Toxicologic Mechanism

    A) Coxiella burnetii phase II enters human monocyte-derived macrophages via the CR3 receptor, while the infectious phase I Coxiella burnetii blocks entry via the CR3 receptor and binds to human monocytes via the complex of LRI (leukocyte response integrin) and IAP (integrin-associated protein). Natural phase I organisms are only poorly internalized by monocytes and macrophages but can survive within these cells. Phase II organisms are readily internalized by monocytes and macrophages but are rapidly killed via the phagolysosomal pathway (Maurin & Raoult, 1999).
    1) Coxiella burnetii has adapted to the phagolysosomes of eukaryotic cells and multiplies in acidic vacuoles at pH 4.7 to 5.2. It is an acidophilic bacterium whose metabolism is enhanced at the acidic pH. The organism undergoes a complex intracellular cycle, which leads to the formation of spore-like forms.
    B) Following infection, Coxiella burnetii organisms enter the vascular endothelial cells of vessels and multiply, thus destroying the cells, resulting in an inflammatory process and vasculitis (Ruiz-Moreno, 1997). In rare instances, a choroidal neovascularization has occurred, probably as a result of the inflammatory and vasculitis process of Q fever infection.
    C) The Coxiella burnetii organism resides uniquely inside the phagolysosome in the cytoplasm of the infected cell. The main portal of entry of these organisms is the respiratory tract, with small particles less than 3 to 5 microns in diameter reaching the terminal bronchioles and causing an atypical pneumonia (Hornick, 1996).

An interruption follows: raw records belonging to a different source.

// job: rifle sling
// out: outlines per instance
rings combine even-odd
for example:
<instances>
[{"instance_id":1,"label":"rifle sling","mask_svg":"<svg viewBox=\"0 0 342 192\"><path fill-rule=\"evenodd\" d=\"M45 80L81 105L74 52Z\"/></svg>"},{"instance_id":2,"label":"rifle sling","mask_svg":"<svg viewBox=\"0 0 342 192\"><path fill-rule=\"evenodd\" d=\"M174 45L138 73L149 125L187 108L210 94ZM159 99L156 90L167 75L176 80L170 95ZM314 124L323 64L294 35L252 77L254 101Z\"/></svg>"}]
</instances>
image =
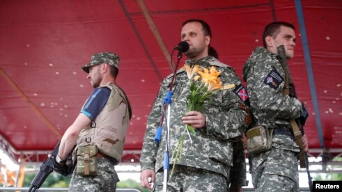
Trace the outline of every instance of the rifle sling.
<instances>
[{"instance_id":1,"label":"rifle sling","mask_svg":"<svg viewBox=\"0 0 342 192\"><path fill-rule=\"evenodd\" d=\"M283 54L282 56L280 55L279 53L279 49L278 49L278 54L280 57L280 59L279 59L280 64L281 64L281 66L283 67L283 69L285 72L285 85L283 88L283 94L285 95L290 95L290 90L289 90L289 86L288 86L288 70L286 68L285 68L284 63L283 63L283 59L286 59L286 56L285 54L285 49L283 49ZM285 58L283 58L285 56ZM283 57L283 58L281 58ZM283 59L281 59L283 58ZM286 61L284 61L286 62ZM296 141L296 144L300 147L300 168L306 168L306 159L305 159L305 154L304 152L304 143L303 143L303 140L302 139L302 131L300 130L300 127L298 127L298 125L297 125L297 122L295 122L295 120L290 120L290 123L291 124L291 127L292 130L293 131L293 134L295 135L295 138Z\"/></svg>"}]
</instances>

    1) It has been shown in a mouse model that the organisms enter pneumatocytes, histocytes, and fibroblasts. It is thought that the self-limiting nature of Q fever is due to the destruction of the organism in the macrophages. However, since C. burnetii may persist for 2 months inside those cells, some of the macrophages may be damaged, resulting in an inflammatory response. A cellular immune mechanism may attack these cells, which may contribute to the pathogenesis of pneumonia.
    D) A cytokine dysregulation has been found in post Q fever fatigue syndrome patients, with peripheral blood mononuclear cells (PBMC) releasing more IL6 and interferon gamma and less IL2 when stimulated with Q fever antigens than those of controls without Q fever fatigue syndrome (Marmion, 1997). PCR amplification has suggested that very small numbers of the coxiella may be present in these patients resulting in continuing immune stimulation and cytokine dysregulation.
    E) Glomerulonephritis of chronic Q fever appears to be due to immune complex deposition, which is consistent with granular deposits demonstrated by immunofluorescence of renal biopsy specimens (Korman et al, 1998).